Activity of the oral mitogen‐activated protein kinase kinase inhibitor trametinib in RAS‐mutant relapsed or refractory myeloid malignancies

BACKGROUND RAS/RAF/mitogen‐activated protein kinase activation is common in myeloid malignancies. Trametinib, a mitogen‐activated protein kinase kinase 1 (MEK1)/MEK2 inhibitor with activity against multiple myeloid cell lines at low nanomolar concentrations, was evaluated for safety and clinical activity in patients with relapsed/refractory leukemias. METHODS This phase 1/2 study accrued patients with any relapsed/refractory leukemia in phase 1. In phase 2, this study accrued patients with relapsed/refractory acute myeloid leukemia (AML) or high‐risk myelodysplastic syndromes (MDS) with NRAS or KRAS mutations (cohort 1); patients with AML, MDS, or chronic myelomonocytic leukemia (CMML) with a RAS wild‐type mutation or an unknown mutation status (cohort 2); and patients with CMML with an NRAS or KRAS mutation (cohorts 3). RESULTS The most commonly reported treatment‐related adverse events were diarrhea, rash, nausea, and increased alanine aminotransferase levels. The phase 2 recommended dose for Trametinib was 2 mg orally daily. The overall response rates were 20%, 3%, and 27% for cohorts 1, 2, and 3, respectively, and this indicated preferential activity among RAS‐mutated myeloid malignancies. Repeated cycles of trametinib were well tolerated with manageable or reversible toxicities; these results were similar to those of other trametinib studies. CONCLUSIONS The selective, single‐agent activity of trametinib against RAS‐mutated myeloid malignancies validates its therapeutic potential. Combination strategies based on a better understanding of the hierarchical role of mutations and signaling in myeloid malignancies are likely to improve the response rate and duration.

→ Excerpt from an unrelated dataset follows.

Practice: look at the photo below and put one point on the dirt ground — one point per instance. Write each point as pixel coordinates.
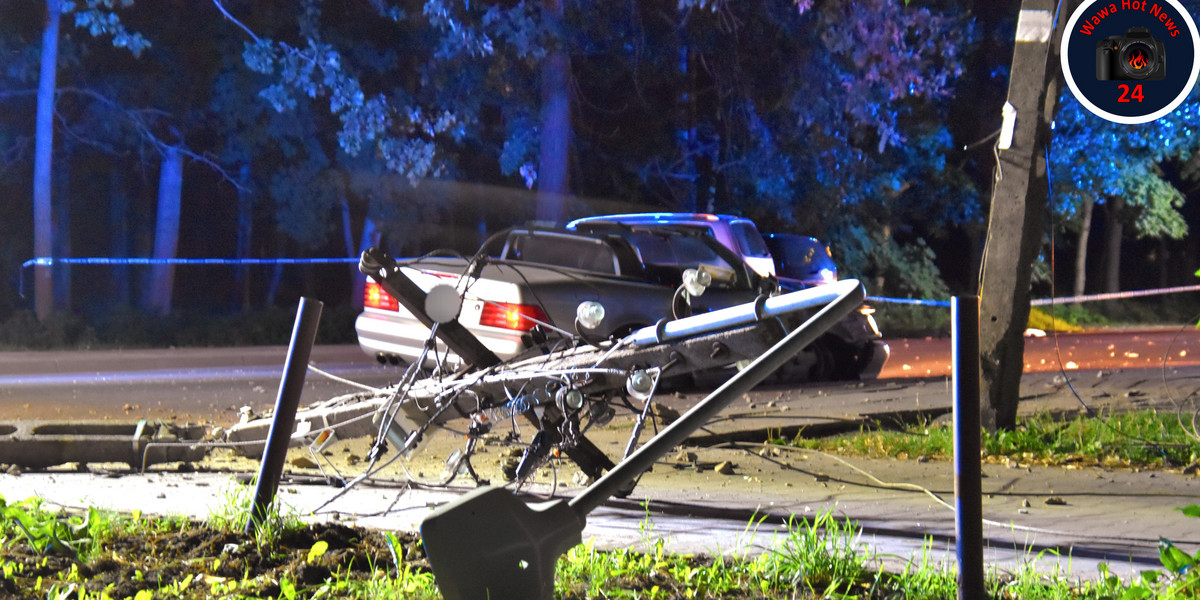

Cancer 2016;122:1871–9. © 2016 American Cancer Society. This is the first study to show a link between RAS‐mutant myeloid malignancies and clinical responses to mitogen‐activated protein kinase kinase inhibitor therapy. These data highlight the importance of the RAS/RAF/mitogen‐activated protein kinase pathway in leukemogenesis and support further study of trametinib in patients with RAS‐mutant myeloid malignancies.